Preparation time: 15 mins
Cooking time: 30 minutes
Total time: 2 hours
For the Syrup
- 650 grams sugar
- 600 ml water
- 1 cinnamon stick
- Orange peel (from 2 oranges)
- 50ml brandy
For the cake
- 200 grams sugar
- 3 eggs
- 170 grams flour
- Orange zest from two oranges
- 2 grams vanilla powder
- 20 grams baking powder
- 40 grams fine semolina
- Pinch of salt
- 200 grams Greek strained yoghurt
- Butter for the baking pan
- Semolina for the baking pan
- In a pot, add the water, sugar, orange peels, and bring to a boil
- Remove off heat as soon as it comes to a boil
- Add the brandy
- Allow to cool.
Tip: The syrup will be better absorbed if cold, when added to the warm cake
- Preheat the oven to 170 deg Celsius, set to fan
- In a bowl, add the sugar and eggs, and beat with a whisk at high speed, for 5-6 minutes, until fluffy
- In a separate bowl, add the flour, baking powder, vanilla, semolina, and salt. Mix well.
- Transfer the dry mix to the bowl with the wet mix.
- Add orange zest from two oranges and the Greek strained yogurt.
- Briefly mix everything with a whisk or spoon.
- Butter a 32x25cm baking pan ← keep the size close to this for the recipe to succeed!
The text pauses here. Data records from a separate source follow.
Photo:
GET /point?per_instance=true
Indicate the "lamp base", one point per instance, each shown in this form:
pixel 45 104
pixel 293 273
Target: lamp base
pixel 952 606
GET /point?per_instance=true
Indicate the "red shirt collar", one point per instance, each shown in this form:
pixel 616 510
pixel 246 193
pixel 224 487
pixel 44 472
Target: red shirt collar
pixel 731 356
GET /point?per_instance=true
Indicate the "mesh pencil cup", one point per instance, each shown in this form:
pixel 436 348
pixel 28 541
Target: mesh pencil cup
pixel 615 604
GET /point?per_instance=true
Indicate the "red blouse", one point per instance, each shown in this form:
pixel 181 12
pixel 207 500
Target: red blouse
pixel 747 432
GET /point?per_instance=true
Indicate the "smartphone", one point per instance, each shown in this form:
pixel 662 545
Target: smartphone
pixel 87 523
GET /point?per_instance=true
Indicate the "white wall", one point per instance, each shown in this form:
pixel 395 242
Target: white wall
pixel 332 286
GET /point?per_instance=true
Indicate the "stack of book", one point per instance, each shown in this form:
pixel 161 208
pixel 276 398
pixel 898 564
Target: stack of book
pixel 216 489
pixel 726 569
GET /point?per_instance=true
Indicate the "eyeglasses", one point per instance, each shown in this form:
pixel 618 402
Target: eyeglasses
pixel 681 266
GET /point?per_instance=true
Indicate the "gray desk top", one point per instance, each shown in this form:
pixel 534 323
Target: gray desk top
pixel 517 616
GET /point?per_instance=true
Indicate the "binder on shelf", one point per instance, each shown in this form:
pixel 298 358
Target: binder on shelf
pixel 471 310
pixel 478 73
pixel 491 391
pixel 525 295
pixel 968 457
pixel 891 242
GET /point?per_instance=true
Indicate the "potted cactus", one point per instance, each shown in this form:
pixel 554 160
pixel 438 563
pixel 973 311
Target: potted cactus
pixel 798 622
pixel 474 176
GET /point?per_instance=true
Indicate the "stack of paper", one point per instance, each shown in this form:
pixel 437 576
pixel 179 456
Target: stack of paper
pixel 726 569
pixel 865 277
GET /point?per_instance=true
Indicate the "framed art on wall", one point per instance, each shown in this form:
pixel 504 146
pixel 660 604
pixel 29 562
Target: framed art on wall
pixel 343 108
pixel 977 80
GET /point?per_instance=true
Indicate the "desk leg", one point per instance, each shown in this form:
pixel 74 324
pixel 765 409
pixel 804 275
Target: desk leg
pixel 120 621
- Sprinkle Semolina over the buttered pan, and allow to cover the surface area
- Evenly spread the mixture in the baking pan, and cook for 30 minutes
- Pour the cooled syrup over the warm cake with a ladle
- Set aside for an hour until the syrup is absorbed
Serve with ground pistachio and Kaimaki (mastic flavoured) ice cream.
Vanilla ice cream as an alternative.